David Rudisha, sublime vainqueur d'un huit cent mètres d'anthologie, a périmé l'emploi des coureurs sacrificiels. Il a tué le "lièvre" avec son fusil à deux tours de piste. Il a accompli la double boucle, sans voir la meute à ses trousses. Rudisha a déployé sa majestueuse foulée durant cent secondes. Nous étions bouche bée: il y avait une beauté infinie dans ce genre de folie. Le Kényan a pulvérisé le record du monde. Il a réinventé le demi-fond comme Fossbury a révolutionné le saut en hauteur.
"C'est de la poésie pure !" s'est exclamé un commentateur de télévision. Je suis d'accord. Plus que Bolt, Rudisha a imprimé sa marque sur la piste de Londres.

jeudi 9 août 2012

Jouer avec le feu

Ils agitent des fanions. Ils se peinturlurent la figure aux couleurs de leurs étendards. La peau est le support du drapeau. Ils sont galvanisés par la fièvre partisane et la ferveur chauvine. Les Jeux autorisent sans modération le fanatisme des nations.
La comptabilité des hochets est destinée à échauffer les guerriers. On se rétracte sur ses réflexes, on cède à ses instincts. L'olympisme génère l'autarcie de terroir. La bien-pensance élitaire tolère ce bestial embrasement planétaire. Elle ferme les yeux sur le nationalisme festif et braillard. Les Jeux sont une parenthèse populiste de temps de crise.

mardi 7 août 2012

L'indécision des sexes

"Masculin/Féminin". On a lu le livre de Françoise Héritier. On a vu et revu le film de Jean-Luc Godard.  On a regardé la télé. Les Jeux nous abreuvent de corps des deux sexes. Ils s'expriment dans la gloire d'une jeunesse. En gros plan, au ralenti, sous toutes les coutures, on observe des silhouettes d'un troisième genre. De loin, vue de haut, la femme ressemble à l'homme comme deux gouttes d'eau. Sa puissance musculaire l'apparente au modèle masculin.
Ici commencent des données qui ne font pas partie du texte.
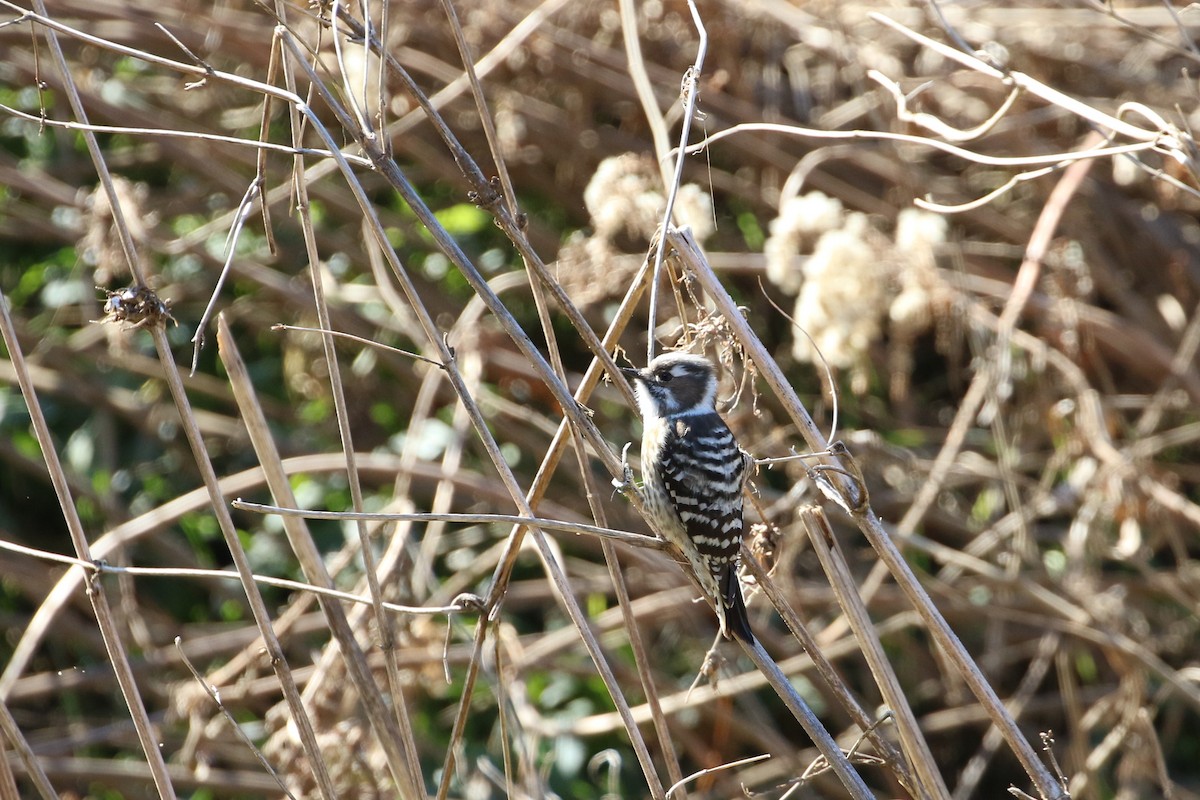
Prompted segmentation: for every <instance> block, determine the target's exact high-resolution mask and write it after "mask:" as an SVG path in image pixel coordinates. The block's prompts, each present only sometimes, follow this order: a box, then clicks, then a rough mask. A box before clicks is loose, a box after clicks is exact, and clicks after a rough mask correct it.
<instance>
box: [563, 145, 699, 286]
mask: <svg viewBox="0 0 1200 800" xmlns="http://www.w3.org/2000/svg"><path fill="white" fill-rule="evenodd" d="M666 203H667V201H666V196H665V194H664V192H662V176H661V175H660V173H659V170H658V168H656V167H655V164H654V161H653V160H652V158H648V157H646V156H641V155H637V154H631V152H629V154H624V155H620V156H613V157H611V158H605V160H604V161H601V162H600V164H599V166H598V167H596V172H595V174H593V176H592V180H590V181H589V182H588V186H587V188H586V190H584V191H583V204H584V206H586V207H587V210H588V215H589V216H590V217H592V229H593V231H592V234H590V235H587V234H584V233H583V231H576V233H575V234H574V235H571V237H570V239H569V240H568V241H566V242H565V243H564V245H563V248H562V249H560V251H559V254H558V263H559V267H560V269H559V281H562V283H563V288H564V289H566V293H568V294H569V295H570V296H571V300H574V301H575V302H576V303H578V305H581V306H588V305H590V303H594V302H599V301H602V300H605V299H606V297H608V296H610V294H611V293H612V291H613V290H614V288H619V287H624V284H625V281H626V278H630V277H632V275H634V272H635V271H636V270H637V267H638V266H640V264H641V259H640V258H622V257H620V255H622V252H623V251H628V248H629V246H630V242H629V241H625V242H622V243H620V245H616V243H614V242H616V241H617V240H618V239H620V237H626V239H631V240H632V241H634V242H636V247H637V249H640V251H641V252H644V251H646V247H647V246H649V242H650V240H652V239H653V237H654V235H655V233H656V231H658V228H659V224H660V223H661V222H662V212H664V210H665V209H666ZM674 216H676V219H678V221H679V224H685V225H688V227H690V228H691V230H692V233H694V234H695V236H696V240H697V241H701V242H702V241H704V240H706V239H708V237H709V236H712V235H713V233H714V230H715V227H714V223H713V201H712V198H710V197H709V194H708V192H707V191H704V190H703V188H701V187H700V186H696V185H695V184H684V185H683V186H680V187H679V191H678V192H677V193H676V204H674Z"/></svg>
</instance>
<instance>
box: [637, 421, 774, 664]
mask: <svg viewBox="0 0 1200 800" xmlns="http://www.w3.org/2000/svg"><path fill="white" fill-rule="evenodd" d="M665 434H666V435H665V437H664V441H662V449H661V451H660V456H659V473H660V475H661V479H662V486H664V488H665V489H666V494H667V498H668V499H670V501H671V505H672V506H673V507H674V511H676V513H677V515H678V516H679V521H680V522H682V523H683V528H684V531H685V533H686V535H688V537H689V539H690V540H691V541H692V543H694V545H695V546H696V549H697V551H698V552H700V554H701V555H702V557H704V558H706V560H707V563H708V566H709V569H710V571H712V573H713V577H714V578H716V583H718V587H719V588H720V594H721V604H722V606H724V607H725V618H726V627H727V628H728V631H730V632H731V633H733V634H736V636H738V638H742V639H744V640H748V642H751V640H754V634H752V633H751V632H750V624H749V620H748V619H746V610H745V604H744V602H743V599H742V588H740V585H739V584H738V577H737V564H738V552H739V551H740V548H742V528H743V518H742V487H743V483H744V481H745V477H746V462H745V457H744V453H743V452H742V450H740V447H738V443H737V440H736V439H734V438H733V433H732V432H731V431H730V428H728V426H726V425H725V421H724V420H722V419H721V417H720V416H719V415H718V414H715V413H708V414H694V415H688V416H684V417H674V419H673V420H671V423H670V425H668V426H667V429H666V432H665Z"/></svg>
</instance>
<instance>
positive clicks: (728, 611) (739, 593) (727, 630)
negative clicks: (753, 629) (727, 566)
mask: <svg viewBox="0 0 1200 800" xmlns="http://www.w3.org/2000/svg"><path fill="white" fill-rule="evenodd" d="M721 604H722V606H724V607H725V609H724V610H725V620H724V622H725V625H724V626H722V627H724V628H725V631H724V632H725V636H727V637H730V638H737V639H740V640H743V642H745V643H746V644H754V640H755V639H754V632H752V631H751V630H750V618H749V615H748V614H746V603H745V601H744V600H743V599H742V584H740V583H738V571H737V570H736V569H732V567H731V569H728V570H726V571H725V575H722V576H721Z"/></svg>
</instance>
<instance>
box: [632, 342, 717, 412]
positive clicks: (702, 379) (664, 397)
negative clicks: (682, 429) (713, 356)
mask: <svg viewBox="0 0 1200 800" xmlns="http://www.w3.org/2000/svg"><path fill="white" fill-rule="evenodd" d="M622 372H624V373H625V374H626V375H629V378H630V379H631V380H632V381H634V389H635V392H636V395H637V403H638V405H640V407H641V409H642V416H643V417H646V419H654V417H666V416H678V415H680V414H702V413H708V411H713V410H714V408H715V403H716V372H715V371H714V369H713V362H712V361H709V360H708V359H706V357H704V356H702V355H689V354H686V353H665V354H662V355H660V356H659V357H656V359H655V360H654V361H650V363H649V366H647V367H646V368H644V369H634V368H625V369H622Z"/></svg>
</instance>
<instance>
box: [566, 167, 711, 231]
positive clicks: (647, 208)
mask: <svg viewBox="0 0 1200 800" xmlns="http://www.w3.org/2000/svg"><path fill="white" fill-rule="evenodd" d="M583 204H584V205H586V206H587V209H588V215H590V217H592V227H593V228H594V229H595V235H596V236H598V237H601V239H605V240H612V239H613V237H616V236H618V235H620V234H622V233H625V234H629V235H631V236H635V237H640V239H646V240H647V241H649V239H650V237H652V236H653V235H654V231H655V230H656V229H658V225H659V223H660V222H661V221H662V211H664V210H665V209H666V204H667V200H666V196H665V194H664V192H662V178H661V175H660V173H659V170H658V169H655V167H654V162H653V161H652V160H650V158H647V157H646V156H641V155H637V154H632V152H626V154H624V155H620V156H612V157H610V158H605V160H604V161H601V162H600V166H599V167H596V172H595V174H594V175H593V176H592V180H590V181H589V182H588V187H587V188H586V190H584V191H583ZM674 210H676V216H677V218H678V219H679V221H680V222H682V223H683V224H686V225H689V227H690V228H691V230H692V233H694V234H695V235H696V240H697V241H704V240H706V239H708V237H709V236H712V235H713V203H712V199H710V198H709V196H708V193H707V192H704V191H703V190H702V188H701V187H698V186H696V185H695V184H684V185H683V186H680V187H679V192H678V193H677V196H676V205H674Z"/></svg>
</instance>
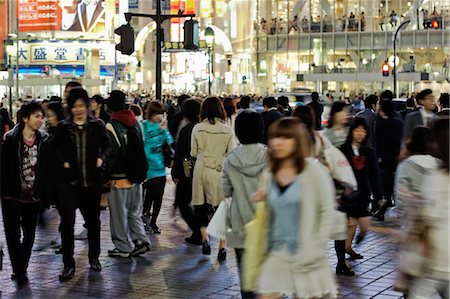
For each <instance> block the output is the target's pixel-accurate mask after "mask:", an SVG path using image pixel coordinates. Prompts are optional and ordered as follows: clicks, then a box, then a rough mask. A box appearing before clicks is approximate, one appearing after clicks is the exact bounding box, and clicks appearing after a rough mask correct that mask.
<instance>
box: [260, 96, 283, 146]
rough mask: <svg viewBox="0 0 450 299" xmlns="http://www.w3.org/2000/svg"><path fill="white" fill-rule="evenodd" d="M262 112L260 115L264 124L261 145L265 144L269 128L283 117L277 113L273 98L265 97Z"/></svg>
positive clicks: (272, 97) (266, 141)
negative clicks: (263, 122)
mask: <svg viewBox="0 0 450 299" xmlns="http://www.w3.org/2000/svg"><path fill="white" fill-rule="evenodd" d="M263 106H264V112H263V113H261V116H262V117H263V122H264V138H263V143H265V144H267V139H268V138H267V137H268V136H267V133H268V131H269V127H270V125H271V124H273V123H274V122H275V121H277V120H278V119H280V118H282V117H284V115H283V113H281V112H280V111H278V108H277V107H278V103H277V100H276V99H275V98H274V97H267V98H265V99H264V100H263Z"/></svg>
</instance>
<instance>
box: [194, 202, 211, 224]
mask: <svg viewBox="0 0 450 299" xmlns="http://www.w3.org/2000/svg"><path fill="white" fill-rule="evenodd" d="M194 213H195V218H196V219H197V223H198V225H199V226H200V227H206V226H208V223H209V220H210V219H211V217H212V215H214V207H213V206H211V205H210V204H207V203H205V204H203V205H201V206H194Z"/></svg>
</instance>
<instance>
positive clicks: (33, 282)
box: [0, 181, 401, 299]
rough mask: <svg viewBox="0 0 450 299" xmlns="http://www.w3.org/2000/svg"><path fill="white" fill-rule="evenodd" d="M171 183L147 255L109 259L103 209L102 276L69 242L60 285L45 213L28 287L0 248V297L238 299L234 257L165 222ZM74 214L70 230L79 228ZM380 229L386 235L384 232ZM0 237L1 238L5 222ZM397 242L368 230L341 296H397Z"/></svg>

A Londres, tout se passe comme si l'athlétisme illustrait ladite "théorie du genre".
L'indécision des sexes brouille les cartes du regard. Le flou des usuelles démarcations crève l'écran.
A examiner de près la compétition, on réalise combien l'idéal d'un corps-type par discipline relève de la fantasmagorie biologique. Sur 3000 mètres steeple, un tout petit Kenyan rivalise avec un grand échalas de Français. En sprint, on observe des corps à morphologie contrastée, avec des échelles différenciées dans le sculptural. Dans les postures de course, la crispation d'un visage côtoie la quiète sérénité d'un autre. Certes, les corps des deux sexes se rapprochent. Mais, dans le même temps, prévaut le beau paradoxe de la diversité.